Big data-oriented companies achieve high-processing speeds by using special tools like the Hadoop platform to split data into thousands of chunks and distribute the load across a very large number of machines. We have developed custom software to operate in this environment to tackle very tough analytical challenges. Additionally, tools like IBM’s PureData (formerly Netezza) data-warehouse appliances are also used for added throughput and operate on a similar parallel-processing architecture. This architecture decreases processing time by more than 90 percent versus more traditional hardware/software deployments. A query that may take five hours to process using SAS on a conventional single-server system takes only minutes on a Hadoop or PureData parallel-processing architecture. In the field a return authorization completes in milliseconds.
Knowing Precisely What to Look For
Predictive algorithms and machine learning techniques rely on big-data tools to quickly improve the shopping experience and reduce return fraud and shrink simultaneously. Companies can process the data from all the transactions in the chain and identify suspicious behavior indicative of any form of return fraud or abuse, including wardrobing, returning stolen merchandise, receipt fraud, price arbitrage, price switching, double dipping, check fraud, and tender fraud. When an individual attempts to make a return, systems perform calculations and in a fraction of a second predict the likelihood of whether the return is fraudulent.
While the vast majority of consumers (about 99 percent) are approved, those whose actions are highly suspicious are warned or denied. This is an important point to notice. The system allows and supports generous return policies, so profitable consumers enjoy a fast and pleasant return process, including those who make numerous returns. In fact, the most valuable consumers tend to have a very high number of returns, which is why it is best to not rely solely on simple return-velocity calculations, but rather use big data to identify fraudulent patterns of behavior in real-time.

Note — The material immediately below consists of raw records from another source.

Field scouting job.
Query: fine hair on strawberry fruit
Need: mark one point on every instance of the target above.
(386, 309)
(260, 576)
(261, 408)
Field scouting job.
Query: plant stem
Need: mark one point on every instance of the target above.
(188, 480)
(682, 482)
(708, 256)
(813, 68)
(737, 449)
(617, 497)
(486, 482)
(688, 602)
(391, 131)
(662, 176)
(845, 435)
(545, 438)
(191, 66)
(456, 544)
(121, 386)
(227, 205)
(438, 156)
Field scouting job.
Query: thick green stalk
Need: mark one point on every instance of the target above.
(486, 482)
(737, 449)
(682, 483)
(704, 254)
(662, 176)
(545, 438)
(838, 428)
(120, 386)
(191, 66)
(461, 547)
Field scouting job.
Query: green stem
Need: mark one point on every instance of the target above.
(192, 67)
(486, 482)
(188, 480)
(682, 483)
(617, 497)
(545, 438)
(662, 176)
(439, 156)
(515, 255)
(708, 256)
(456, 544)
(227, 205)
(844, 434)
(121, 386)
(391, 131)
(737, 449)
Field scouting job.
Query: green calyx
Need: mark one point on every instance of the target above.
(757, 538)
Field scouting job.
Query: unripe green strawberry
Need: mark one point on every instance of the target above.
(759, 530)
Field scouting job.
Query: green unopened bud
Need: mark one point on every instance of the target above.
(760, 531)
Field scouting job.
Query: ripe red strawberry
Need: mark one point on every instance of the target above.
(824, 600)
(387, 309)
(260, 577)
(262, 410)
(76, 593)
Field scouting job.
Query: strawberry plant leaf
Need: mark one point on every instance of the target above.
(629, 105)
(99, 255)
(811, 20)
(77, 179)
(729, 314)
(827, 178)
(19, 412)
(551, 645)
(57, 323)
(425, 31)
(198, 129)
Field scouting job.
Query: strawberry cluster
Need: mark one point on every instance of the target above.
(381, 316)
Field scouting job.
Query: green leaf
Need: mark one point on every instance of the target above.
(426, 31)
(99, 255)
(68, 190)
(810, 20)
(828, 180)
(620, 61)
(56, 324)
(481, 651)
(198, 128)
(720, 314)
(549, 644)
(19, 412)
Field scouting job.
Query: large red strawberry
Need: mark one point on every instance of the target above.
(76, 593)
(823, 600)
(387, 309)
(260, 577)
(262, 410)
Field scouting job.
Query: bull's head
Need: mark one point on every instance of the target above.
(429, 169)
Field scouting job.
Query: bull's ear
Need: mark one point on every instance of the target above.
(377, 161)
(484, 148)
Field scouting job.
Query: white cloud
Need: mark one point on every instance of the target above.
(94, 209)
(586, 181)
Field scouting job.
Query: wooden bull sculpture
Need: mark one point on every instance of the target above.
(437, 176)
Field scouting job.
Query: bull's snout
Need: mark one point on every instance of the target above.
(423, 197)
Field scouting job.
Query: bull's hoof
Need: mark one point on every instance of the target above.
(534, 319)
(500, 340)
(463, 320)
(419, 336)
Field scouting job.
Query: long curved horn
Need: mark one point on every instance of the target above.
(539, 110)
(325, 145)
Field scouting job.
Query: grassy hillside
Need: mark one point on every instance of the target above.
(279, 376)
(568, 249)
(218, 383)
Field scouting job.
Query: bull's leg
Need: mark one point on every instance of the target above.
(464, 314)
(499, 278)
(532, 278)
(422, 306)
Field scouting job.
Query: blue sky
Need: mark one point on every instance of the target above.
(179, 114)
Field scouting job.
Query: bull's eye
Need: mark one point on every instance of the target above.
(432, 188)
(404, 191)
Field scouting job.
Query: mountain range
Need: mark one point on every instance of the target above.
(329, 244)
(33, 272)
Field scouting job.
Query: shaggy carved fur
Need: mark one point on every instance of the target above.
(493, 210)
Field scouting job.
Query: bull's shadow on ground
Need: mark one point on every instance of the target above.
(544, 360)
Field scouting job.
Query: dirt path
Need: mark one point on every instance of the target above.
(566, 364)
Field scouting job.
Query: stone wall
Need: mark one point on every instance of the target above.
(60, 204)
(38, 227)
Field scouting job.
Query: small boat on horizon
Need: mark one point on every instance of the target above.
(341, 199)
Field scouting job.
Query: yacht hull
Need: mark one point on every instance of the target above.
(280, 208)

Complex queries can also be used to identify organized retail crime rings and fraudulent returners by linking seemingly independent events. The diagram above shows a cluster of suspicious purchase and return events.
At the center of each dandelion-like cluster is one person (or one ID). The thin lines connecting the clusters show a “hidden” connection, such as a gift card being passed among conspirators. On their own the clusters may appear to be legitimate (high-volume buyers often return many items), but the value of the returns exceed the value of purchases, and the connections indicate probable fraud by a group or an individual using multiple identities. Software-as-a-Service applications can halt the group’s returns immediately, and special reports can provide investigators with the information necessary to pursue a case. The big-data tools allow companies to maintain and update the linked identities on more than a billion linkages each day.
The amount of return-related fraud is a staggering $9 to $16 billion problem, according to the 2013 Consumer Returns in the Retail Industry report released in January 2014 by the National Retail Federation. Many of these losses are preventable using the technology available today. Fraudsters depend on system delays and lapses in judgment by the cashiers and associates on the front lines.
However, when big-data analytics replace subjective decisions, fraud and shrink diminish substantially, reducing return rates by an average of 8.2 percent and shrink by 12.95 percent. A $2 billion retailer would see about $15 million in savings per year, and retailers see a steep decline in return rates beginning immediately after the system is live.